Summary of some points

Yes, this thread is kind of a tutorial, but nevertheless it is nice to get a feedback from the readers. So here is summary of some points.

1. Scanner vs. digital camera

Scanner is ok for single page documents, and a scanner with a feeder is very good for a pile of single sheet documents. Scanners can also be used for scanning your old photos to digital form. They do not require any lighting arrangements and take care of the white balance (usually produce white background as white - but not always). However, getting the right colors with a scanner requires as much care and processing as with a digital camera. You can learn a lot about scanning from the author of Scanview and the links on his pages:

I have a HP scanner on my desk that I don't use anymore (I dont't use a photocopier anymore either). The main reason is that the scanner is very slow in color mode. The mono mode is faster but still too slow for me. The other reason is that you cannot spread flat a book in the scanner even if you use a heavy weight on the scanner's cover. If a book page is not flat, the lines of text will be curved, and OCR will be unreliable.
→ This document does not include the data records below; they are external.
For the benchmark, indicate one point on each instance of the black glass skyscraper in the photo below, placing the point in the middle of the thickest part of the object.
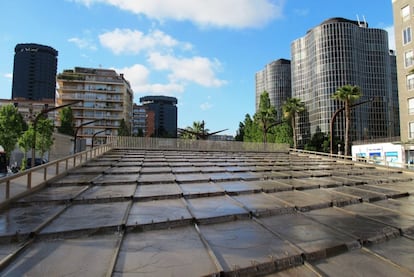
(34, 72)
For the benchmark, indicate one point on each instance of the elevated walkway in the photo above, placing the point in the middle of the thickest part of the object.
(157, 212)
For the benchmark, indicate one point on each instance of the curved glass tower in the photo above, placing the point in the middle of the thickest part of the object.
(339, 52)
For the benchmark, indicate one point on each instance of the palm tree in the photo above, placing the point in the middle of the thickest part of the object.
(266, 115)
(347, 94)
(291, 108)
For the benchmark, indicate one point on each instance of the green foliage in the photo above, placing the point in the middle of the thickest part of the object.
(123, 129)
(44, 135)
(347, 94)
(67, 125)
(11, 127)
(265, 117)
(25, 143)
(319, 142)
(291, 108)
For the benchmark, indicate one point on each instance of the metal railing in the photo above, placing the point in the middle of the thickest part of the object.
(18, 184)
(195, 145)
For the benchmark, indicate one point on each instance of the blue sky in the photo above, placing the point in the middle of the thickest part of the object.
(204, 52)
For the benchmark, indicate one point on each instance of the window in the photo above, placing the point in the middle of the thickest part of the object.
(407, 35)
(411, 106)
(411, 130)
(408, 58)
(405, 12)
(410, 82)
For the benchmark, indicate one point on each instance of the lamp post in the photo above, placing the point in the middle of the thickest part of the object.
(43, 112)
(94, 135)
(76, 132)
(333, 118)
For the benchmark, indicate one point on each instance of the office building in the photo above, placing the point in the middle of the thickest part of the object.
(275, 79)
(165, 114)
(342, 52)
(142, 121)
(403, 11)
(34, 72)
(106, 99)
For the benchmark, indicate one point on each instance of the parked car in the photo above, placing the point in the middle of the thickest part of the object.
(38, 161)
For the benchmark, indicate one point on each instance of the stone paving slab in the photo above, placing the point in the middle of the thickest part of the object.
(157, 191)
(399, 251)
(192, 177)
(123, 170)
(174, 252)
(239, 187)
(262, 204)
(314, 239)
(85, 256)
(385, 216)
(189, 189)
(361, 228)
(336, 198)
(354, 263)
(403, 205)
(108, 192)
(157, 211)
(215, 207)
(300, 200)
(271, 185)
(244, 244)
(24, 220)
(54, 194)
(88, 216)
(156, 178)
(365, 195)
(108, 179)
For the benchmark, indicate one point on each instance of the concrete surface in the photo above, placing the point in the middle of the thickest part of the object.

Sometimes (e.g. for professional printing) you may need a scanner resolution of 1200 dpi or more. Few (very expensive) digital cameras can match that resolution for A4 pages today.

2. Digital cameras

I started with a 1.2 Mpixel digital camera only five years ago. Totally useless. (Even before that I had an opportunity to casually talk about the idea of using digital cameras as scanners with some high level HP executives. They didn't "get the picture".)

My next camera was 5 Mpixel Canon PowerShot G5. Image sensor 1/1.8 inch CCD. Image size up to 2592 x 1944 pixels. Very good.

My current camera is 8 Mpixel CanonPowerShot Pro 1. Image Sensor 2/3 inch CCD. Image size up to 3264 x 2448 pixels. Canon does not want my money for the successor of Pro 1. Apparently it competes with high priced reflex cameras.

Most Canon cameras can be connected to a computer to shoot pictures (not just to download them). Most reviewers negelect this advantage and also do not understand the need for higher resolution and never refer to repro applications in their reviews. While 8 Mpixels are good enough for A4 pages (210x297 millimeters) and more than good (with zoom) for A5 pages (you can calculate the resulting resolution from image size and paper size), it would be good to have as high resolution as possible for A3 and even A2 pages. As a matter of fact with my Canon I can shoot a picture of a distant object over the heads of the crowd and read the text which I cannot see well with my eyes. It is also the only way to read small print instructions that come with some products (recently I used my camera LCD to read a serial number on my Archos 704 wifi). The higher resolution (in terms in Mpixels) cameras should come with larger sensors. Higher resolution with the same size sensor is sometimes a disadvantage for repro applications. A nice feature for repro applicatons would be the manual focus. It is very awkard in my Canon (requires three hands).

When shooting, always use a neutral mode (no color or contrast improvement in the camera - you can always improve it with proper software) and the lowest ISO possible at a given lighting condition. In my experience, it is better to underexpose than to overexpose. Always take care of proper focus. For all practical reasons, you cannot improve on that once the shot is taken.

As for cheaper compact cameras, it looks from the specification that 10 Mpixel Canon A640 or a succesor may be good for repro applications.

There are cameras available with a special text mode. It is just a selection of camera settings. Good for novices.

My other two cameras: 8 Mpixel Casio Ex-Z850 and 10 Mpixel Casio Ex-Z1000 provide the text mode. They have a very nice 9 point focusing screen. Since they use the same size sensor, the 8 Mpixel Casio is better for repro applications. It is more difficult to focus with the higher resolution Casio.

3. Lighting

With the v-cradle design use a bright light as high over the cradle as possible. A diffusor to dissipate lighting and make it more uniform is useful. A soft flash (possibly redirected against the ceiling) can be used for black and white pages. The most uniform lighting you can get is the sunlight outdoors, with the original paper document at a proper angle to the sun..

4. OCR

Abby Finereader 8 is a marvelous piece of software but sometimes it is vicious and puts strange and obscene words in the recognized text (it is just the way it interprets the picture). It is very risky to use the OCR-ed document without correcting the misspellings manually. I never waste time for correction since I produce the output as the picture-true pdf copy of the original with OCR-ed text layer underneath. In that way you can index and search the documents in your computer and always read and print a perfect copy of the original document.